Porém, quando a tributação se torna muito excessiva, pode acontecer o estimulo do comércio ilegal dos produtos prejudiciais, o que precisa ser levado em conta. “Essa consequência é um aspecto negativo da extrafiscalidade sobre os cigarros e ilustra como a tributação pode, paradoxalmente, promover o comércio ilegal”, diz.

Por isso, seriam necessárias ainda outras medidas para a diminuição do contrabando, que não param na política tributária. Isso passa pelo fortalecimento da fiscalização e controle de fronteiras; estabelecimento de penalidades mais rigorosas; cooperação entre as indústrias legalizadas e autoridades fiscais, implementação de sistemas tecnológicos de rastreabilidade, entre outras iniciativas coordenadas e integradas.
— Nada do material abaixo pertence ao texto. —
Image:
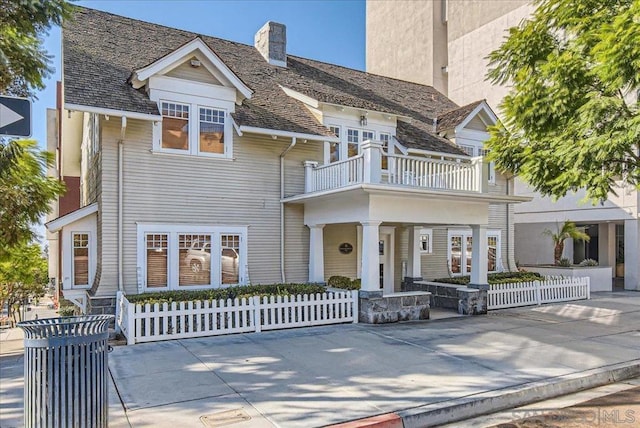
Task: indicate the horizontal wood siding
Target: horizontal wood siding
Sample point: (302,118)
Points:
(336,263)
(435,265)
(244,191)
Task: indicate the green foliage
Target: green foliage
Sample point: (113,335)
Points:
(567,124)
(23,275)
(495,278)
(564,262)
(344,282)
(67,311)
(25,190)
(568,230)
(226,293)
(24,64)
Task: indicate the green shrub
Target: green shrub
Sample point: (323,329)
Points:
(495,278)
(67,311)
(226,293)
(344,283)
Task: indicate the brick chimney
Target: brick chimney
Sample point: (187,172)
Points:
(271,42)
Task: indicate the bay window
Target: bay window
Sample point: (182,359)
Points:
(174,257)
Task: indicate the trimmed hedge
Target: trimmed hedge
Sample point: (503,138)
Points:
(495,278)
(226,293)
(344,283)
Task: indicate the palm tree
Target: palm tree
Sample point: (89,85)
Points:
(568,230)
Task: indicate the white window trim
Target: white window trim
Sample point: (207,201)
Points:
(173,230)
(89,260)
(467,233)
(429,233)
(194,132)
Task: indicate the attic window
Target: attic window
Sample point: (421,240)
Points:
(175,126)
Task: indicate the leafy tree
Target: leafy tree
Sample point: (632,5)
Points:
(571,119)
(25,191)
(24,64)
(23,275)
(568,230)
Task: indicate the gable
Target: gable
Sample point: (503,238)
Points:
(190,70)
(476,124)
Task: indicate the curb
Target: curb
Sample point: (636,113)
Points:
(456,410)
(516,396)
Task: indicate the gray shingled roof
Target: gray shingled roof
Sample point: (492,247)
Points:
(101,50)
(452,118)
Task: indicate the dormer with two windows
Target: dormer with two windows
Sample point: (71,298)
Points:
(196,94)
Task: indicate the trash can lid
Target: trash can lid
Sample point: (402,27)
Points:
(66,326)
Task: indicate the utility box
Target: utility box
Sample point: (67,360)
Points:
(66,372)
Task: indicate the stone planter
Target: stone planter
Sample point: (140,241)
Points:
(600,277)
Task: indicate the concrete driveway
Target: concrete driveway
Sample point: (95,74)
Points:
(326,375)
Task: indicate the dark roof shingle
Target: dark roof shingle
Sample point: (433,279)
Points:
(101,51)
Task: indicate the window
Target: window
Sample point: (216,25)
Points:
(156,252)
(205,135)
(460,259)
(190,257)
(334,148)
(368,135)
(425,241)
(353,141)
(194,255)
(211,130)
(80,259)
(175,126)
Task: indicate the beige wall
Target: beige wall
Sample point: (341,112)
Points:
(244,191)
(399,35)
(407,40)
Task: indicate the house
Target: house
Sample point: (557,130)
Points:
(205,163)
(447,47)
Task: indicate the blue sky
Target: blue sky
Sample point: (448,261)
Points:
(330,30)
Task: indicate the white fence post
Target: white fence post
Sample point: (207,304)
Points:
(131,323)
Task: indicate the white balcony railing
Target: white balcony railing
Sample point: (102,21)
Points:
(454,175)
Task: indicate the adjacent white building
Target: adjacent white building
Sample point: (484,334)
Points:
(445,43)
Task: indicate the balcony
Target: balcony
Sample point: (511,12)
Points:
(459,175)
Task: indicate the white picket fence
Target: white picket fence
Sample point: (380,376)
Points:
(550,290)
(179,320)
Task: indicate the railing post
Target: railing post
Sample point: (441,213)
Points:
(372,157)
(481,170)
(309,182)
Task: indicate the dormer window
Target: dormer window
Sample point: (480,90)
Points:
(201,135)
(175,126)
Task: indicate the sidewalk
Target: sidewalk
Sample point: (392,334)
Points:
(327,375)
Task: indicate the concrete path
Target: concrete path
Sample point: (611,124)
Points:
(326,375)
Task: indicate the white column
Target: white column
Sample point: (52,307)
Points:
(479,258)
(372,155)
(316,253)
(370,256)
(632,254)
(414,266)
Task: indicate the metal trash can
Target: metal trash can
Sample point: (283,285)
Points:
(65,371)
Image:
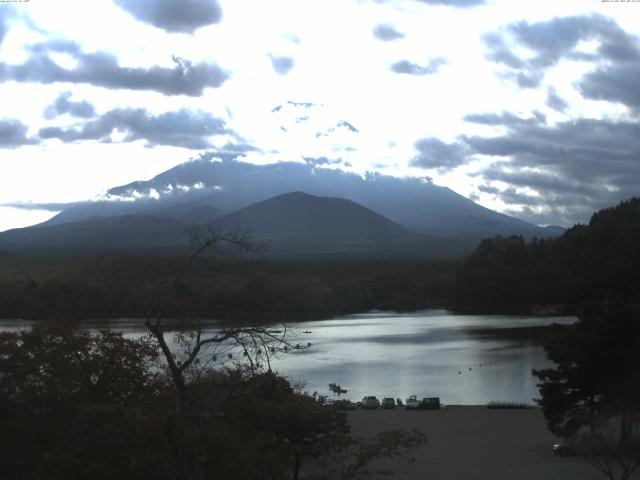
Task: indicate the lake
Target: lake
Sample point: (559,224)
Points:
(463,359)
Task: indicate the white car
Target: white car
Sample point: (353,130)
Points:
(370,402)
(412,403)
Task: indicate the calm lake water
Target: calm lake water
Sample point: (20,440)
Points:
(463,359)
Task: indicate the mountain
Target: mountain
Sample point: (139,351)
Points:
(295,223)
(304,216)
(227,184)
(124,232)
(587,263)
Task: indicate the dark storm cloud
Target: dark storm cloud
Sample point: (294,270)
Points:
(558,39)
(102,69)
(455,3)
(434,153)
(555,101)
(386,33)
(183,128)
(63,105)
(13,134)
(566,170)
(410,68)
(281,65)
(184,16)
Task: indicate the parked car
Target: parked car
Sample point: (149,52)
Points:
(370,402)
(430,403)
(427,403)
(344,405)
(388,402)
(582,444)
(412,403)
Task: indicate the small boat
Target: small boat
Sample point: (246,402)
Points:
(337,388)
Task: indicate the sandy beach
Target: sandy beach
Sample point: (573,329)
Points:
(474,443)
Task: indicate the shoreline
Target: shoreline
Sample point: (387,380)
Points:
(472,442)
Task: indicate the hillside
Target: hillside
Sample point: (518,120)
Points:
(228,185)
(291,224)
(586,263)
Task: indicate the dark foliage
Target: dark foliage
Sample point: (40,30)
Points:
(596,374)
(87,287)
(586,263)
(75,405)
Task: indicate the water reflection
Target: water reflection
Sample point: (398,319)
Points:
(463,359)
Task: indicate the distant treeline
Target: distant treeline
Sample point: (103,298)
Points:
(588,263)
(83,287)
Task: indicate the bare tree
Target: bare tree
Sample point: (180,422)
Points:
(184,343)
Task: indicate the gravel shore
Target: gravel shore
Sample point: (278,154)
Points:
(474,443)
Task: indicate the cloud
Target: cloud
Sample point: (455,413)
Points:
(556,102)
(102,69)
(63,105)
(13,133)
(281,65)
(409,68)
(455,3)
(614,83)
(386,33)
(184,16)
(566,170)
(7,12)
(183,128)
(554,40)
(434,153)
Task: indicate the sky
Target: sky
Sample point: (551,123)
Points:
(529,108)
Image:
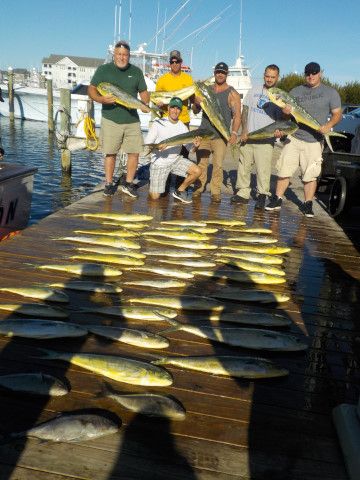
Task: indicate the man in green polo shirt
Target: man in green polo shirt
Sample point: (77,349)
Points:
(120,126)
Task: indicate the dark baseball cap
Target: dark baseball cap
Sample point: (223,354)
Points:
(175,54)
(221,67)
(312,67)
(176,102)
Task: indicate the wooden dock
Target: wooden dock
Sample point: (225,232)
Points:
(234,429)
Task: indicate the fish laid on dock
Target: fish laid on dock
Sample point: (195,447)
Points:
(183,244)
(106,241)
(269,250)
(121,369)
(88,286)
(85,269)
(40,329)
(150,404)
(286,126)
(110,251)
(253,239)
(176,235)
(242,277)
(35,383)
(34,310)
(71,427)
(260,296)
(166,272)
(182,302)
(181,139)
(252,266)
(156,283)
(118,217)
(124,99)
(102,258)
(110,233)
(132,312)
(252,257)
(228,365)
(40,293)
(251,338)
(130,336)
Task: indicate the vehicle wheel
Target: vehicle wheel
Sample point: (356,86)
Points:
(338,197)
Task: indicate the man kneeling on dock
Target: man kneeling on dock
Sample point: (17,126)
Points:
(168,160)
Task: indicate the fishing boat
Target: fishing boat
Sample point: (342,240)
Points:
(16,186)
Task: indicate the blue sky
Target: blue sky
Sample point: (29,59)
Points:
(286,32)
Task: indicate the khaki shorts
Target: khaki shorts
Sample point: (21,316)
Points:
(126,136)
(306,155)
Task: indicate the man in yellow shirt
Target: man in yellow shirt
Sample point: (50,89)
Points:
(175,80)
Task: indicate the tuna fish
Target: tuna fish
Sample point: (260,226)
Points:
(151,404)
(121,369)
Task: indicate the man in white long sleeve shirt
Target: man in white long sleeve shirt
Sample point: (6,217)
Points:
(166,160)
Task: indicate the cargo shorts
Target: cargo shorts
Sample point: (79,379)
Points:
(159,173)
(298,153)
(126,136)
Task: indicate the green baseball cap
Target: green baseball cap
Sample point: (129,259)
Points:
(176,102)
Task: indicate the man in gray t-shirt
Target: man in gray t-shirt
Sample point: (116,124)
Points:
(258,112)
(305,146)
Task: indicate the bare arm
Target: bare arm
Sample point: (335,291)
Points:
(335,118)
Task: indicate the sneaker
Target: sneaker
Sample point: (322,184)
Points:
(129,189)
(238,199)
(109,189)
(307,209)
(274,204)
(182,196)
(260,202)
(216,198)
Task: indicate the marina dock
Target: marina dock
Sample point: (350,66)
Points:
(276,428)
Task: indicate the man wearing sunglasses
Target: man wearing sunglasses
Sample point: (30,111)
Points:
(305,147)
(257,113)
(229,103)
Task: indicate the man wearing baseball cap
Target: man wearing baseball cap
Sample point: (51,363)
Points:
(229,103)
(306,145)
(167,160)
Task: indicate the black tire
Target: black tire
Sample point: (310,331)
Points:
(338,199)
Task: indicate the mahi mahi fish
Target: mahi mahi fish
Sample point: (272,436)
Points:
(88,286)
(252,338)
(40,329)
(84,269)
(35,383)
(182,139)
(41,293)
(182,302)
(131,336)
(260,296)
(123,98)
(34,310)
(282,98)
(165,97)
(151,404)
(210,106)
(118,217)
(228,365)
(72,427)
(121,369)
(286,126)
(258,278)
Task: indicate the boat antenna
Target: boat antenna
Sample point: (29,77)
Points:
(130,22)
(240,35)
(157,26)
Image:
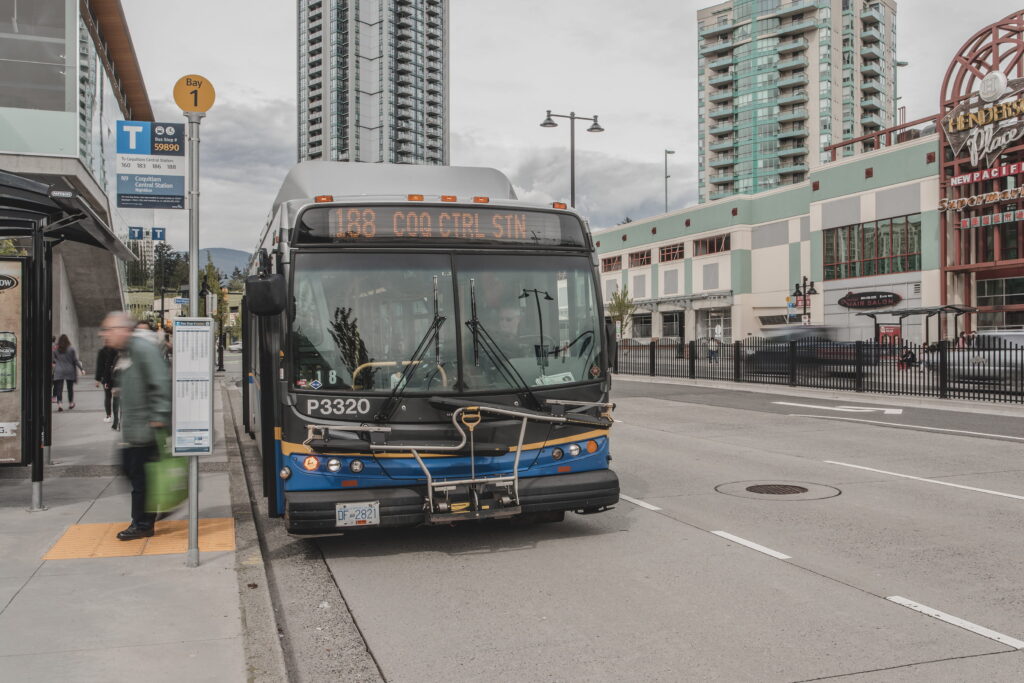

Além da queda na arrecadação e nos riscos ao consumidor, os impactos da elevação do mercado ilegal são observados também na competitividade da indústria nacional regular, que contribui com impostos. “O criminoso vende não pagando impostos, e com isso ele é muito favorecido no mercado em comparação com o legal, que paga impostos e arca com todos os custos de uma produção legal dentro do Brasil, que não são poucos”, diz o presidente do FNCP.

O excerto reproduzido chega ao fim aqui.